6. Don’t let pup sleep in the bed with you.
7. Don’t let pup mouth or bite on your hand, etc.
8. Don’t spin pup up; keep him in a calm state of mind.
9. Don’t encourage pup to bark at objects or people.
10. Do get your scent on pup’s food at feeding time.
11. Don’t let pup eat his food until told that it is “ok” to eat.
12. Socialize pup as much as possible. Take pup for walks around the neighborhood and let him socialize with other dogs and people. Ride pup in your vehicle and when allowed take him/her into stores with you. Either hold the pup or have the pup on a leash when out in public areas. See Basic Obedience Training in Chapter 3, to learn how to properly put a leash on pup.
One problem that I have encountered over and over again at six (6) months is the pup picking up the training dummy and running around playing with it as opposed to bringing it back. This is a problem requiring a time consuming fix that could have been easily avoided through early imprinting at home.
Early Imprinting at Home
Teaching pup to sit, stay, and retrieve can and should be started at seven (7) to eight (8) weeks of age. You can accomplish this task using a puppy dummy or a rolled up sock and a hallway in your house. Assuming that you have a hallway in your house, as most houses do, begin by closing all the doors so that you can control pup’s movements by limiting his/her direction of travel to away from you and back to you. Get the pup interested in the dummy. Throw the dummy a short distance down the hallway, and let pup run to it, pick it up and return to you-all the while saying the command “here”. After pup is focused on and keen to pick up the sock, incrementally increase the distance of the throw. Also start restraining pup with your other hand, and then call his name as you release him/her. The totality of this exercise teaches pup steadiness at an early age, introduces him to the release command (his/her name) to return to you on the “here” command. It may take a few tries but pup should quickly understand and join in this retrieving game. Just be careful not to overdo it.
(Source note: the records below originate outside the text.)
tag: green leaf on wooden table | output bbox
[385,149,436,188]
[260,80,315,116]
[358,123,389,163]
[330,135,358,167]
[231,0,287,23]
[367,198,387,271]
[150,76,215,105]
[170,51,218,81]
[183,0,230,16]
At this age encouragement-not punishment-is the name of the game with pup. So when pup picks the dummy up clap your hands, while repeating “here” until pup comes to you with the dummy. On pup’s return don’t immediately grab the dummy from him/her. Instead, as the retrieving game progresses, let him hold the dummy for longer and longer periods of time. By using the hallway to limit the pup’s ability to run away with the dummy, his/her only real option is to return to you with the dummy. On pup’s return always heap lots of praise on him/her. But a word of caution is due, don’t overdo the retrieves, one or two a day is enough.
At this point, self-review by asking yourself, “What do I want pup to learn at this early stage?” The answer is threefold but relatively simple: (1) you want to reinforce the “sit” command taught during feeding time; (2) you want pup to learn to remain in the sit position, until you give a release command; and (3) you want pup to pick the dummy and deliver it to hand in a straight line. Imprinting pup with these basic skills, at this early age, will most assuredly pay dividends when formal training is started at six (6) months. Stay with this early training until you reach these goals.